Carbide tools are known to be more resistant and accurate than steel tools for many reasons. They are a lot more rigid, preventing them from “walking off” or missing the contact point at higher speeds. They have better heat dispersion properties, allowing for higher rotation speeds on harder materials. And they are a lot sharper given the atomic composition of tungsten carbide.
However, like any other tool in your shop, carbide cutting tools need to be cared for if you want them to last. Here are five tips to maximize their life.
1. Use a cutting lubricant when working with hard materials
When driving your milling machine through materials such as steel alloys or Inconel, you need to “baby” your machine.
Carbide cutting tools rarely need to be lubricated when going through aluminum. Keeping an eye on feed speeds is often enough to keep your chips away from the edges.
But harder alloys can cause serious problems if you don't apply some sort of cutting fluid while machining. They serve two purposes. One is to reduce friction as the bit engages with the material. The second is to keep temperatures under control, thus reducing the chances of localized hardening that can increase brittleness.

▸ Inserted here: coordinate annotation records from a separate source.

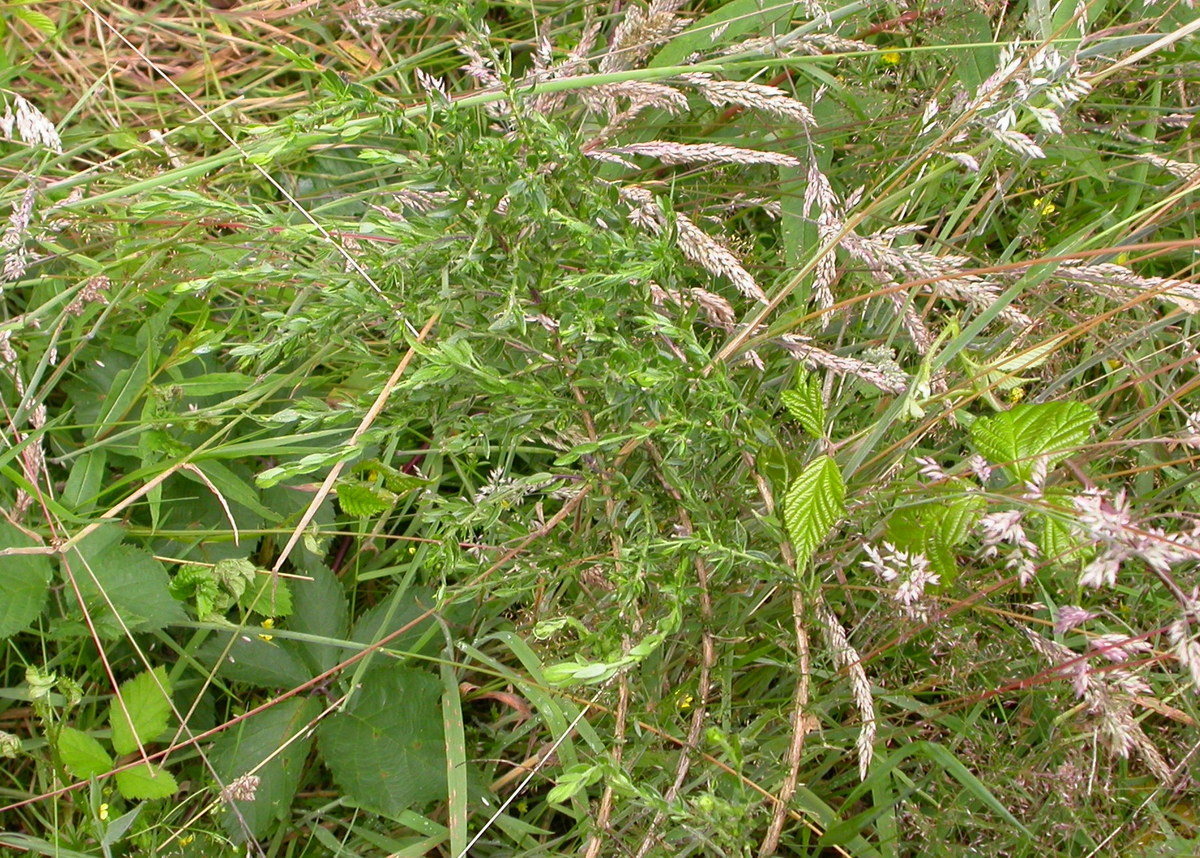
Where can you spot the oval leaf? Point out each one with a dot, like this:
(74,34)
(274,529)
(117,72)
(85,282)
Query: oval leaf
(814,503)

2. Keep your tools clean and free of debris by using compressed air
Using compressed air while feeding your mill is just good practice. It keeps chips, dust, and other contaminants away from your cutting tool. Chip evacuation is important to keep flutes free of contaminants that affect precision and might damage your edges. Compressed air also keeps the spindle taper and tool holder shanks free of contaminants that could cause problems when you change your tools.

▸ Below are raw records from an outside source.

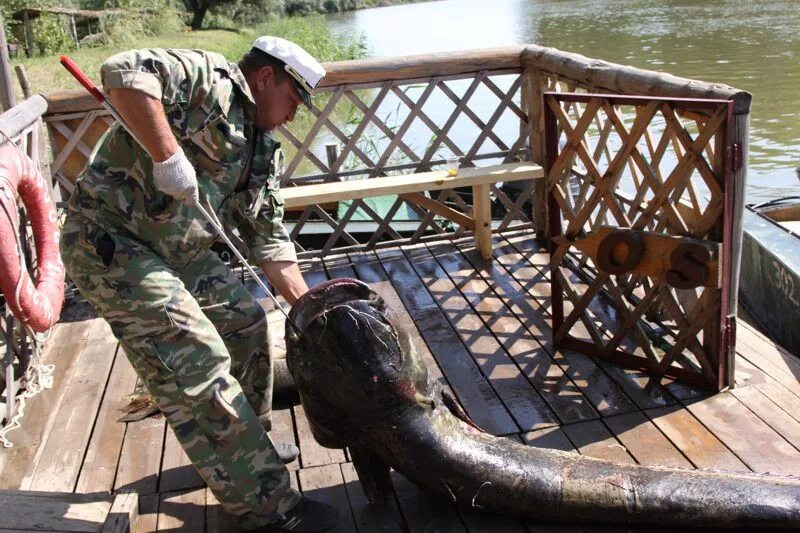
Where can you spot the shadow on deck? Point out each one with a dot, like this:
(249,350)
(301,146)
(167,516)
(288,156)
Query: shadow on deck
(483,329)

3. Sharpen the edge periodically with a diamond wheel
Replacing carbide tools can get a bit expensive. One way of extending their lifespan is to sharpen them with a diamond-surface grinding wheel. A word of caution: make sure you place the bit parallel to the grinding surface and work in short intervals so you don't overheat the carbide. You will notice your recently sharpened edges as they have a brighter shine. Don´t forget to wear eye protection.
5. Be sure to use the right size cutter for your application
Material waste is a problem in any CNC machining operation. Using small bits can be tempting as they effectively reduce the amount of wasted material and increase accuracy. However, if the bit is too small, you will dull it out before finishing the cutting process. Always take into account hardness, sharpness, and flute count when going through any material. It can save you a lot of time and expenses.
With those five tips, you can rest assured that your cutting tools are always in top shape and they last you for a very long time. Whether you run a small CNC operation from your garage, or you specialize in manufacturing high-quality parts for the auto industry, you will surely appreciate having your tools last longer without compromising precision and efficiency.